| Políticas públicas e informações 
              estatísticas: a informação estatística 
              como política pública Luiz 
              Henrique Proença Soares
 O jogo 
              de palavras que dá título a este breve artigo visa 
              atrair a atenção e o interesse dos leitores para alguns 
              aspectos relativamente pouco discutidos do uso das informações, 
              envolvendo a oferta e a demanda de um tipo específico - as 
              informações estatísticas - produzidas por 
              agências públicas voltadas para esse fim, configurando 
              assim o campo das estatísticas públicas ou 
              estatísticas oficiais1: 
              trata-se das condições institucionais de sua produção, 
              envolvendo a configuração da oferta e a captação 
              da demanda, à luz das transformações por que 
              vem passando o funcionamento do setor público no Brasil. 
               Não 
              nos deteremos aqui na demonstração do quão 
              importante são as informações, de um modo geral, 
              para as atividades humanas nos tempos em que vivemos.

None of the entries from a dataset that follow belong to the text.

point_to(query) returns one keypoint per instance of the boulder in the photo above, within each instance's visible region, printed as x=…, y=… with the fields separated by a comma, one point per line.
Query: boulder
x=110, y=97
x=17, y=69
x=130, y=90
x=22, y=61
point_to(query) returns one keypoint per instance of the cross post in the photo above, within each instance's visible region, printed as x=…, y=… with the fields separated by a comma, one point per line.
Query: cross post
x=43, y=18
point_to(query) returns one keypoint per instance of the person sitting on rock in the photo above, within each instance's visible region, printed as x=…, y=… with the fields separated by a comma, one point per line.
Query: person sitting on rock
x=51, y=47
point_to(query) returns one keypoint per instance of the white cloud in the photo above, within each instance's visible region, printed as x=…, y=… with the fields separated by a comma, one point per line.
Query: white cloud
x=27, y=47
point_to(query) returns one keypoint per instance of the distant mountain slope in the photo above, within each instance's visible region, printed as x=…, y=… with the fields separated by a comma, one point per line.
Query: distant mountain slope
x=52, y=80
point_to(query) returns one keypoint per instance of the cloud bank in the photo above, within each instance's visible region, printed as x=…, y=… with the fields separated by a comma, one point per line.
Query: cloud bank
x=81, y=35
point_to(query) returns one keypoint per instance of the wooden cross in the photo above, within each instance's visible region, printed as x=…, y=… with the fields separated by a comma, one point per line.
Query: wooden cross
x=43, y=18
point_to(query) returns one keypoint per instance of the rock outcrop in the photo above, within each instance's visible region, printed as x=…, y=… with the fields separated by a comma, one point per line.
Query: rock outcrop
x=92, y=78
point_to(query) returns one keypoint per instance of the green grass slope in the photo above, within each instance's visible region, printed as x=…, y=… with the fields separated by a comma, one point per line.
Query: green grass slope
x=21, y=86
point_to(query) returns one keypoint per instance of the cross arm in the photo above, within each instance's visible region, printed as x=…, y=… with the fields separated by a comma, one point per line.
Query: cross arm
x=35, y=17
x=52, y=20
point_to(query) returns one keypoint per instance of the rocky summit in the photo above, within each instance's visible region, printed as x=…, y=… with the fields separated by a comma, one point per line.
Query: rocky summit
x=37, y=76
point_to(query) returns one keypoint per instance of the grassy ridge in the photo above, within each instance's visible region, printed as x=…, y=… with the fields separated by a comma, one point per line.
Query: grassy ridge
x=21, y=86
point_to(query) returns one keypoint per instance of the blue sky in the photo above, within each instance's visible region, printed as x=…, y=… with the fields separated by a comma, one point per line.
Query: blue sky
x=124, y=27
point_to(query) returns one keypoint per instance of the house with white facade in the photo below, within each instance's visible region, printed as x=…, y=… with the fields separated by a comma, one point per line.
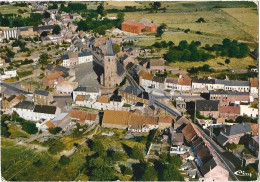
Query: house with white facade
x=93, y=92
x=8, y=74
x=234, y=85
x=29, y=111
x=66, y=87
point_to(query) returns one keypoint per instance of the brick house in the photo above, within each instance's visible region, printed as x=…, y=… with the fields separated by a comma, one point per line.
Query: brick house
x=8, y=101
x=137, y=27
x=133, y=95
x=227, y=98
x=208, y=108
x=232, y=134
x=42, y=97
x=229, y=112
x=52, y=80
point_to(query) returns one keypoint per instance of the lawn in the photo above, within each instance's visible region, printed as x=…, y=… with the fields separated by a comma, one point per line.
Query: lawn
x=17, y=164
x=235, y=63
x=24, y=74
x=9, y=9
x=10, y=80
x=16, y=132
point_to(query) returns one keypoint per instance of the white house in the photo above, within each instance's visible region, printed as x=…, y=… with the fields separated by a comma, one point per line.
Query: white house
x=234, y=85
x=65, y=60
x=85, y=57
x=29, y=111
x=249, y=111
x=93, y=92
x=66, y=87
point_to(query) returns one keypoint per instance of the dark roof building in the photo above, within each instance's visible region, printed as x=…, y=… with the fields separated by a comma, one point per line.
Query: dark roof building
x=25, y=105
x=207, y=105
x=41, y=92
x=45, y=109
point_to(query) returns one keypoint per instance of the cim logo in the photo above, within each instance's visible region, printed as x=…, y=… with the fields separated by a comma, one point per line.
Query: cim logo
x=242, y=173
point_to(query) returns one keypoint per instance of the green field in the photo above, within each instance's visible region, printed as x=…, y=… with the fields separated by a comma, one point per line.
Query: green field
x=17, y=164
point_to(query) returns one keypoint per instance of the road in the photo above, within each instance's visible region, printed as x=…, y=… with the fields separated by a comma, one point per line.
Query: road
x=219, y=151
x=19, y=91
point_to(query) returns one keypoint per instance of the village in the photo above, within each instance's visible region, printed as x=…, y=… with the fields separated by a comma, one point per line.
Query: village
x=121, y=104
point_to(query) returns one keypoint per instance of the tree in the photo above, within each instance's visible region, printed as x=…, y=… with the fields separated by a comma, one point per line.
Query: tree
x=149, y=174
x=160, y=30
x=156, y=5
x=55, y=130
x=64, y=160
x=98, y=147
x=137, y=153
x=227, y=61
x=101, y=10
x=201, y=20
x=44, y=59
x=56, y=30
x=29, y=127
x=44, y=34
x=46, y=14
x=116, y=48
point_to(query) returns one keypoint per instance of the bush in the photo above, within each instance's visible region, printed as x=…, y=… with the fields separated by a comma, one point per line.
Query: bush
x=64, y=160
x=227, y=61
x=37, y=163
x=55, y=130
x=29, y=127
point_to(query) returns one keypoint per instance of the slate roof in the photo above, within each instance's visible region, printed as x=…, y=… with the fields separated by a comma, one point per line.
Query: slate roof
x=208, y=166
x=203, y=80
x=25, y=105
x=237, y=129
x=64, y=56
x=87, y=89
x=110, y=50
x=233, y=82
x=61, y=68
x=41, y=92
x=158, y=79
x=221, y=139
x=116, y=98
x=49, y=67
x=45, y=109
x=228, y=93
x=82, y=54
x=120, y=69
x=133, y=90
x=207, y=105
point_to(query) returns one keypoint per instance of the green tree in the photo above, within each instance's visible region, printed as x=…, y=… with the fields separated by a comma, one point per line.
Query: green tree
x=29, y=127
x=137, y=153
x=149, y=174
x=98, y=147
x=56, y=30
x=101, y=10
x=227, y=61
x=55, y=130
x=116, y=48
x=64, y=160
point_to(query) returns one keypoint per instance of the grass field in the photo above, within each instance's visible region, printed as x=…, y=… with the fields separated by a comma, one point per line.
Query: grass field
x=234, y=63
x=16, y=132
x=9, y=9
x=17, y=164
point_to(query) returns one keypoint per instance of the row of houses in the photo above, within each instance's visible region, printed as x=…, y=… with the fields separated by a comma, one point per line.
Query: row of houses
x=209, y=164
x=135, y=122
x=29, y=111
x=75, y=58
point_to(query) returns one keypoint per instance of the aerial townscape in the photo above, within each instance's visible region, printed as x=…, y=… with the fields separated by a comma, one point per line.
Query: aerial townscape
x=129, y=91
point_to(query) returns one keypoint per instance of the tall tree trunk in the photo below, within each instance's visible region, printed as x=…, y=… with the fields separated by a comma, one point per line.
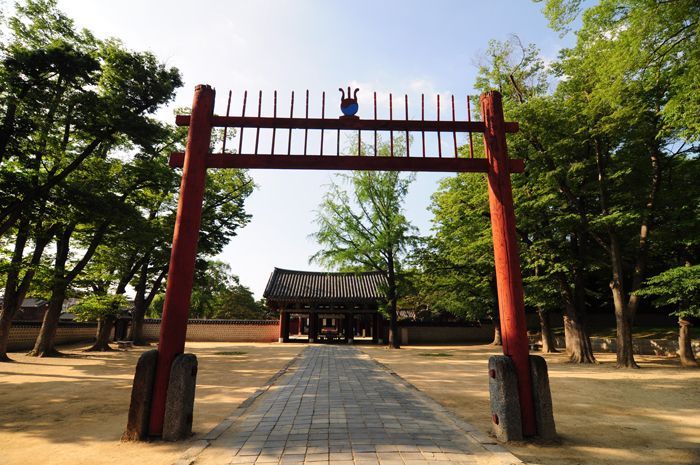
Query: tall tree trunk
x=141, y=304
x=45, y=342
x=497, y=337
x=578, y=343
x=104, y=330
x=394, y=336
x=139, y=308
x=623, y=314
x=16, y=287
x=685, y=344
x=548, y=345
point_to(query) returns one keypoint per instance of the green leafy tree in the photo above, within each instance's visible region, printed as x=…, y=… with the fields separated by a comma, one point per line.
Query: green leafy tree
x=456, y=262
x=65, y=98
x=361, y=227
x=104, y=309
x=678, y=288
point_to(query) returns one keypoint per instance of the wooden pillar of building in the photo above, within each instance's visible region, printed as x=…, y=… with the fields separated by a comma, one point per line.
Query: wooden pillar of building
x=375, y=328
x=349, y=328
x=511, y=299
x=178, y=291
x=313, y=327
x=284, y=326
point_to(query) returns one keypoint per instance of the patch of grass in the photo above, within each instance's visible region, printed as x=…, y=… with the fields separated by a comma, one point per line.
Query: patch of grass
x=436, y=354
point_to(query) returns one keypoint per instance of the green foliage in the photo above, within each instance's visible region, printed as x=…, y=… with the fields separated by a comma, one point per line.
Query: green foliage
x=218, y=294
x=96, y=307
x=361, y=221
x=678, y=287
x=456, y=263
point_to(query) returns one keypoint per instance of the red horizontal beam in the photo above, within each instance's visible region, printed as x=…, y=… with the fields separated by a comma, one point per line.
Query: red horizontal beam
x=347, y=162
x=345, y=123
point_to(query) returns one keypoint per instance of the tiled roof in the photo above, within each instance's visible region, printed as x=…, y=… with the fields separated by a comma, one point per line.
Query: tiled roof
x=312, y=286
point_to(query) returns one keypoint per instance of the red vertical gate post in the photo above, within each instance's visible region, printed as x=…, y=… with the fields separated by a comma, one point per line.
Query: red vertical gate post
x=511, y=298
x=178, y=291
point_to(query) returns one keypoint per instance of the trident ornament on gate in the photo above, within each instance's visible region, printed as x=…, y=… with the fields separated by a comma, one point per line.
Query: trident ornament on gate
x=349, y=105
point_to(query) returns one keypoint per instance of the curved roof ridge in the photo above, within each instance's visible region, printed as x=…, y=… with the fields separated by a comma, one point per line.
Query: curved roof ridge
x=325, y=286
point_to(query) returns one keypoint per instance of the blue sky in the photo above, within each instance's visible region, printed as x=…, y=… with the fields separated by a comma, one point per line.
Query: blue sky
x=410, y=47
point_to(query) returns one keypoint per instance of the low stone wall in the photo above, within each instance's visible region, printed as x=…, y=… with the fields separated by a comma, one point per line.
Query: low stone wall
x=663, y=347
x=222, y=330
x=23, y=334
x=424, y=334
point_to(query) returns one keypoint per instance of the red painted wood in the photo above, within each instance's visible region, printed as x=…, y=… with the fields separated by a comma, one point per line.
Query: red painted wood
x=349, y=162
x=345, y=123
x=511, y=299
x=184, y=250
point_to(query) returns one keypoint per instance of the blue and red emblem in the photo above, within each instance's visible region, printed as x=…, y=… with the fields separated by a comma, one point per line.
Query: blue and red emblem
x=348, y=105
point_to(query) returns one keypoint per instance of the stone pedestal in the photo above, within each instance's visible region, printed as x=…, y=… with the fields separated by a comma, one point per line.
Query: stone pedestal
x=141, y=393
x=179, y=405
x=544, y=410
x=506, y=419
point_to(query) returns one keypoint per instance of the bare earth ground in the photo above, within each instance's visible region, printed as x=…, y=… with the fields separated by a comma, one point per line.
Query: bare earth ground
x=603, y=415
x=73, y=410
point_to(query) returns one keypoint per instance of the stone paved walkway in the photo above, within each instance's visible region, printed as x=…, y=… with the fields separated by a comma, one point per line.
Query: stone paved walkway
x=336, y=405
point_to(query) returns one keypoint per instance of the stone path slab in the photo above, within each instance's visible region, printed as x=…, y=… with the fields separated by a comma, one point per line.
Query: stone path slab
x=338, y=406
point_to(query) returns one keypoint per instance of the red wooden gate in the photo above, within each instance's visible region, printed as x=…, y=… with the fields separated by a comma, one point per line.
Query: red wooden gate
x=197, y=158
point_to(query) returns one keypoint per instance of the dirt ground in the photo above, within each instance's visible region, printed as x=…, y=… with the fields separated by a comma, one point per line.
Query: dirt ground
x=72, y=410
x=604, y=416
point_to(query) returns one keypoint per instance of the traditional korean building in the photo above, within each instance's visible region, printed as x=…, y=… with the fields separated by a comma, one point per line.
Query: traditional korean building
x=327, y=307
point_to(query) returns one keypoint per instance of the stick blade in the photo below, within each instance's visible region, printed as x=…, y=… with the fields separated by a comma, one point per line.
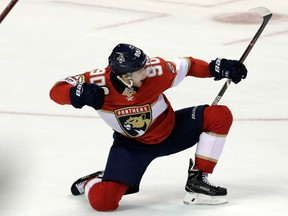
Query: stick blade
x=264, y=12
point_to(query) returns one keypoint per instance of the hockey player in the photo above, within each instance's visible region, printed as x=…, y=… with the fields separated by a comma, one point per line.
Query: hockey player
x=128, y=96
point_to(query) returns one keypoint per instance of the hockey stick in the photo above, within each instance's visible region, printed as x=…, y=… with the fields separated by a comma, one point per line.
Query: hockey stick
x=266, y=14
x=7, y=9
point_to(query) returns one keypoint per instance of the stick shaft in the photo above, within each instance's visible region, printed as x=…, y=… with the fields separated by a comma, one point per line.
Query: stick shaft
x=266, y=14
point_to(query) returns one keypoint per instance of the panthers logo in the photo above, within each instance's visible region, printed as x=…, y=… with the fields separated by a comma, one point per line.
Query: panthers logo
x=134, y=121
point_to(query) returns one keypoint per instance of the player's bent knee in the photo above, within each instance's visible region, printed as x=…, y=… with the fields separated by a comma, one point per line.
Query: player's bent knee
x=217, y=119
x=105, y=196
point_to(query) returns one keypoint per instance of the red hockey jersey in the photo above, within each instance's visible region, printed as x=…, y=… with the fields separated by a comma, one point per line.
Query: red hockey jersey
x=145, y=113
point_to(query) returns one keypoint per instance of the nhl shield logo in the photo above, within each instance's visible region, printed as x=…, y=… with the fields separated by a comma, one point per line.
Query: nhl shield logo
x=135, y=120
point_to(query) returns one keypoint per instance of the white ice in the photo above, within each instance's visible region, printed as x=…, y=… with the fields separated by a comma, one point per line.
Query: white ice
x=44, y=147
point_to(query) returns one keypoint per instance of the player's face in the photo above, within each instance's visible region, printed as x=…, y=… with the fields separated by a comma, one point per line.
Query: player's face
x=138, y=77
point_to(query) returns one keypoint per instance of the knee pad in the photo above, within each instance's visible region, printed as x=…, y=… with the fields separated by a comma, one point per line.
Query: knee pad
x=217, y=119
x=105, y=196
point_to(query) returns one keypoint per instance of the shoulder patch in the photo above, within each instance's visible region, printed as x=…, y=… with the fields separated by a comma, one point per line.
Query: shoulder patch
x=71, y=80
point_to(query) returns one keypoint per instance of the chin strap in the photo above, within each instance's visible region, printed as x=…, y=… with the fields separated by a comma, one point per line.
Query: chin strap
x=129, y=85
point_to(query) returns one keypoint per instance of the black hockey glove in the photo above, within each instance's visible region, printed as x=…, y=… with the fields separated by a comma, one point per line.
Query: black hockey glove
x=87, y=94
x=231, y=69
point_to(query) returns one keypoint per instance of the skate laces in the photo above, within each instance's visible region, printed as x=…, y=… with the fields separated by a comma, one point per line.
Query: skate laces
x=206, y=181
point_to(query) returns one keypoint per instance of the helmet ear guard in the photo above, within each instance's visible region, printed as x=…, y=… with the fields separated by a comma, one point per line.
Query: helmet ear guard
x=126, y=58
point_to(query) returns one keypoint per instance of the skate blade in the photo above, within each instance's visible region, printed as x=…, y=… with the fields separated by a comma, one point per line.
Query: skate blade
x=202, y=199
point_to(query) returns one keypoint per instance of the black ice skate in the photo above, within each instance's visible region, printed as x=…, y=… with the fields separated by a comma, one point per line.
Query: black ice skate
x=201, y=191
x=77, y=187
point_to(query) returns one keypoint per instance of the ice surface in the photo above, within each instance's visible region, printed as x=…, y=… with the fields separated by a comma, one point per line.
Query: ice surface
x=44, y=147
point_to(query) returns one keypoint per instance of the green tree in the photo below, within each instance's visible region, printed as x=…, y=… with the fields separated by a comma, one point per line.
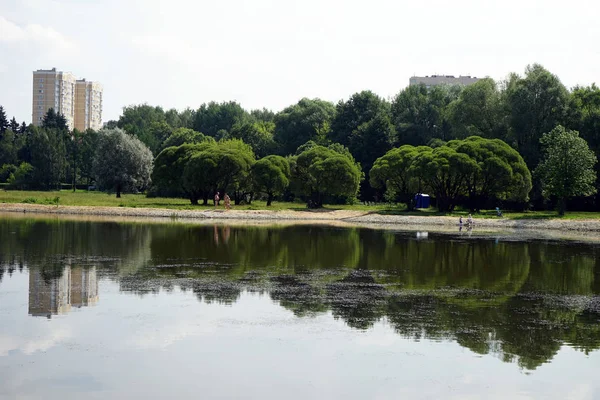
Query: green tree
x=3, y=121
x=14, y=125
x=222, y=167
x=501, y=172
x=567, y=167
x=363, y=124
x=86, y=151
x=263, y=115
x=445, y=172
x=320, y=171
x=46, y=147
x=419, y=113
x=185, y=135
x=212, y=117
x=478, y=111
x=392, y=172
x=6, y=171
x=22, y=177
x=144, y=122
x=309, y=119
x=8, y=148
x=122, y=162
x=167, y=175
x=259, y=135
x=537, y=103
x=584, y=114
x=271, y=175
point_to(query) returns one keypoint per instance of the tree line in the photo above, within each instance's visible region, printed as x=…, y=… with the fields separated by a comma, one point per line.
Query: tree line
x=457, y=142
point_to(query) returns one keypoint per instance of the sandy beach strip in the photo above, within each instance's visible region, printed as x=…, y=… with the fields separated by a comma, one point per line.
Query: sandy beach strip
x=348, y=217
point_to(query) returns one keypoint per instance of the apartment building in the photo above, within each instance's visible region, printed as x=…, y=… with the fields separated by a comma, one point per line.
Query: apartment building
x=435, y=80
x=80, y=101
x=53, y=89
x=88, y=105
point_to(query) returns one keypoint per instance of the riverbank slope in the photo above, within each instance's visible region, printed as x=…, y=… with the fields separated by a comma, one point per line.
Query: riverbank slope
x=347, y=216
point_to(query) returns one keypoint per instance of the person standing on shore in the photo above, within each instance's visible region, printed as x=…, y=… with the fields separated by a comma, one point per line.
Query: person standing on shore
x=227, y=201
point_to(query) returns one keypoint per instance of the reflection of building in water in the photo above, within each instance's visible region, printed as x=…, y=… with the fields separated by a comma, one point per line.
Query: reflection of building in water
x=76, y=287
x=84, y=287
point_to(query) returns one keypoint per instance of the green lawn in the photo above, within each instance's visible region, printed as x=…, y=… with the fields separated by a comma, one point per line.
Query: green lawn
x=85, y=198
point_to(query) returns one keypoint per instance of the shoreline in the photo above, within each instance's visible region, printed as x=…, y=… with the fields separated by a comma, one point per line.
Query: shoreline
x=328, y=216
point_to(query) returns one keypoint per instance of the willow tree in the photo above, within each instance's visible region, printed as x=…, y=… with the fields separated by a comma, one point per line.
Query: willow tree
x=567, y=167
x=271, y=175
x=500, y=172
x=445, y=172
x=392, y=173
x=320, y=171
x=122, y=162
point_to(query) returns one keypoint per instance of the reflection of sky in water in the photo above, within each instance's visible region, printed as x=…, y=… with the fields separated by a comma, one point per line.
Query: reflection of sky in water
x=170, y=345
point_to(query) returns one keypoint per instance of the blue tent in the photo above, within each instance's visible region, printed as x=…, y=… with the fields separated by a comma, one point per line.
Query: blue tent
x=422, y=200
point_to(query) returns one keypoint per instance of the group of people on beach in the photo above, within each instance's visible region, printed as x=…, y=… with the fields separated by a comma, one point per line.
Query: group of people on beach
x=469, y=222
x=226, y=200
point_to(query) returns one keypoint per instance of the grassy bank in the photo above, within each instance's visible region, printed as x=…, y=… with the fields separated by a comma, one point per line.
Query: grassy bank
x=85, y=198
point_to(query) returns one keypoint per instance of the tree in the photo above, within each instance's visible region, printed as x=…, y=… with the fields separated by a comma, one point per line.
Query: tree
x=309, y=119
x=87, y=149
x=363, y=124
x=263, y=115
x=392, y=172
x=500, y=173
x=21, y=178
x=112, y=124
x=146, y=123
x=259, y=135
x=54, y=120
x=537, y=103
x=271, y=175
x=8, y=148
x=47, y=151
x=14, y=125
x=221, y=167
x=212, y=117
x=445, y=172
x=3, y=121
x=167, y=175
x=122, y=162
x=478, y=111
x=184, y=135
x=567, y=167
x=419, y=113
x=320, y=171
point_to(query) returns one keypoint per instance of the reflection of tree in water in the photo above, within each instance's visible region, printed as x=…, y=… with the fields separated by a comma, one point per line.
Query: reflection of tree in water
x=357, y=299
x=482, y=293
x=300, y=297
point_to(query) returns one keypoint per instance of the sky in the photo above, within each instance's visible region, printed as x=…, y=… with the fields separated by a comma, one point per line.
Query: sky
x=272, y=53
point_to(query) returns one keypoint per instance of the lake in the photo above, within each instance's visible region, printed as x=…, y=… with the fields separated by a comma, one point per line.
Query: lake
x=122, y=310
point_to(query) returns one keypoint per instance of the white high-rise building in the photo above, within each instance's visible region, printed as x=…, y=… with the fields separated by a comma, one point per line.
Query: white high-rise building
x=79, y=101
x=435, y=80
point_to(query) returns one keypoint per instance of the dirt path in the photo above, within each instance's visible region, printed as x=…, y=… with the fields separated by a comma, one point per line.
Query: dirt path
x=328, y=216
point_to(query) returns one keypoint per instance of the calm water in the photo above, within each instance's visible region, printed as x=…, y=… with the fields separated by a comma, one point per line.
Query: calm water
x=128, y=310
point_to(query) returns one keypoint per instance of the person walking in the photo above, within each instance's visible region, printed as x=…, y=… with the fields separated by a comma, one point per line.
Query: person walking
x=227, y=201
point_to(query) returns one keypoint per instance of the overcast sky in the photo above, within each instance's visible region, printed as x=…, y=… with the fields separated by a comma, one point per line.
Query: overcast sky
x=271, y=53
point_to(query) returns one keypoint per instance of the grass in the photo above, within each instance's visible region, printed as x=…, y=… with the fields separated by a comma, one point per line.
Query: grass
x=85, y=198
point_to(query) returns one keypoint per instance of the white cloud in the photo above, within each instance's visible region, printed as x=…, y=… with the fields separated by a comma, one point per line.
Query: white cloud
x=31, y=346
x=34, y=33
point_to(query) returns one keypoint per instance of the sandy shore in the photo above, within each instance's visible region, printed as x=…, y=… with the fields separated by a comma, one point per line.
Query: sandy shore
x=345, y=216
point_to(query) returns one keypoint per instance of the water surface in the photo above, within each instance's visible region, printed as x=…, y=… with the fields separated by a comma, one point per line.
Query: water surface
x=133, y=310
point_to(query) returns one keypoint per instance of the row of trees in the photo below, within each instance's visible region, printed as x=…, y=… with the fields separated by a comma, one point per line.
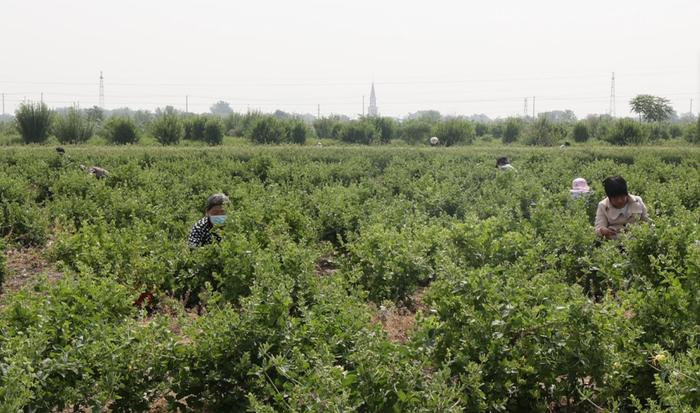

A ponto de 
              que mal nos damos conta do uso que delas fazemos em nossas vidas 
              quotidianas. O mesmo ocorre com organizações mais 
              complexas, como empresas e governos, em que se supõem como 
              correntes as práticas da racionalidade, do controle, da fundamentação 
              das escolhas e da transparência, e que têm, portanto, 
              seus processos decisórios mais e mais assentados sobre a 
              consulta e análise de informações de variada 
              natureza2.  Assim, 
              também as políticas públicas, em todos os domínios 
              de intervenção do estado, necessitam e vêem, 
              de fato, crescentemente, se apoiando em informações 
              como insumo básico para o seu desenho, acompanhamento, avaliação 
              de impactos e de resultados e eventuais correções 
              de curso.  Atribui-se 
              ao pesquisador alemão Aschenwall (1719-1772) a criação 
              da palavra Estatística, entendida como ciência 
              do Estado, que permitia ao governante obter um quadro mais objetivo, 
              porque traduzido em cifras (e não em relatos textuais), dos 
              fatos concernentes aos seus domínios. Logo essa atividade 
              passou a ser desenvolvida por agências cada vez mais especializadas, 
              constituídas no seio do aparelho de Estado, envolvendo a 
              produção de normas de classificação 
              e ordenamento que permitissem a comparabilidade das informações 
              e uma certa estabilidade no tempo, e de técnicas e metodologias 
              de trabalho que ensejassem a produção de cifras cada 
              vez mais precisas em relação à realidade que 
              se pretende mensurar. Credibilidade e legitimidade passaram a ser 
              características fundamentais a serem perseguidas, tanto pelas 
              estatísticas como pelas agências que as produzem, sob 
              pena de, ausentes tais atributos, umas e outras perderem completamente 
              o sentido e a própria razão de serem. Competência 
              técnica e isenção constituem objetivos permanentes 
              para esse tipo de entidade. Ao 
              mesmo tempo, expandiu-se para fora dos limites do aparelho de Estado 
              o interesse e a pressão pelo conhecimento dos fenômenos 
              sócio-econômicos e demográficos investigados, 
              fazendo com que a informação estatística passasse 
              a ser demandada por vários segmentos da sociedade, em ritmos 
              historicamente variados, mas muito associados ao fortalecimento 
              do Estado de direito, liberal e moderno3. 
               Mas, 
              afinal, o que são as estatísticas? Apresentamos abaixo 
              duas das muitas aproximações possíveis, e que 
              muito interessam ao que se quer aqui discutir:  1) 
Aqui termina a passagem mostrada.